Can Art bridge the gap?

homunculus |həˈmə ng kyələs; hō-|noun ( pl. -li |-ˌlī| or -les |-ˌlēz|)

a very small human or humanoid creature.

ORIGIN mid 17th cent.: from Latin, diminutive of homo, homin- ‘man.’

This term came into focus when I visited a gallery in Madrid 7 years ago and encountered an emotionally charged work by Manolo Millares, one of the most important artists of Informalismo/ Arte Povera. After World War II, destruction and decay made its presence felt in society and therefore in art. Europe was shattered, and Art forced to record and reflect the horrors of the WWII. The homunculus, a symbol of degraded human body, is seen as an icon of suffering in Spain, torn apart by civil war.
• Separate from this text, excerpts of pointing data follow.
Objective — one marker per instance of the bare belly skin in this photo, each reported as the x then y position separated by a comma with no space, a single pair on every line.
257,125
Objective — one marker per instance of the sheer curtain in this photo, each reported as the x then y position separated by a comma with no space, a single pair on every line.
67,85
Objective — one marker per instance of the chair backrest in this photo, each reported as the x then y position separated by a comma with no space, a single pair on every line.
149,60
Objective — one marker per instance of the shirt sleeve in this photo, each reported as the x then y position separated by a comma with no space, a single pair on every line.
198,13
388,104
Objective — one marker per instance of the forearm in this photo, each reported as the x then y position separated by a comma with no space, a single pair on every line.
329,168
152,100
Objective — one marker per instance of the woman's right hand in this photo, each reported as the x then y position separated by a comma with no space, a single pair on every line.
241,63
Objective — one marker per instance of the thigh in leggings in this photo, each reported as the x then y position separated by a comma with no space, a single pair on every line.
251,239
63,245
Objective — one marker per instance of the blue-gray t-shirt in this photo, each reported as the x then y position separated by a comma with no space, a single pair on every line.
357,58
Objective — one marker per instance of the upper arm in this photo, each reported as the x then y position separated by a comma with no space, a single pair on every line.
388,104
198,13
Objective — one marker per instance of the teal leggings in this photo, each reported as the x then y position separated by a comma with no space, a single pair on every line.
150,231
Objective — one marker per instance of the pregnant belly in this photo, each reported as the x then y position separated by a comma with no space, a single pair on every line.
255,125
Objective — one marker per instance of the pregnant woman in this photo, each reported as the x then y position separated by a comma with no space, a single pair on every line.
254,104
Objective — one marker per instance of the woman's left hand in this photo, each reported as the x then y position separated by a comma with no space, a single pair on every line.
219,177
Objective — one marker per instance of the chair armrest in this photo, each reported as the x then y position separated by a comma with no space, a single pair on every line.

Manolo Millares paintings speaks of degradation of the human being. His work is a metaphor for the irrationality and cruelty of the human condition.

“When you compare life in Libya and the sea journey, you take your chance on the sea journey. If you die at sea, then so be it.”  Fedussa, 20

“It was a horrific sight, people desperately clinging to life belts, boats, and anything they could, fighting for their lives, amidst people drowning, and those who had already died,”

Juan Matias, rescue co-ordinator, Italy

I feel, 70 years after the Wars, the ‘homunculus’ needs to appear again. This time artists need to reflect on the state of the human ..a body ravaged by rape, torture, starvation and sickness, the result of modern day conflicts rising from religious wars and racial persecution. Can the human body and spirit survive given the tough choices between immediate and eventual death?  Many consider themselves lucky and fortunate to survive and live a lifetime in refugee camps and tents with no promise of a better future.

Countries like Britain and France who have strived hard to achieve balance in structure and accountability are now faced with this major humanitarian crisis and finding it difficult to maintain equanimity between the economics and the ‘human’ aspect of the migrant crisis.

Modern times are becoming characterised by a growing deep chasm between the developed and undeveloped countries of the world.  Can Art bridge that gap?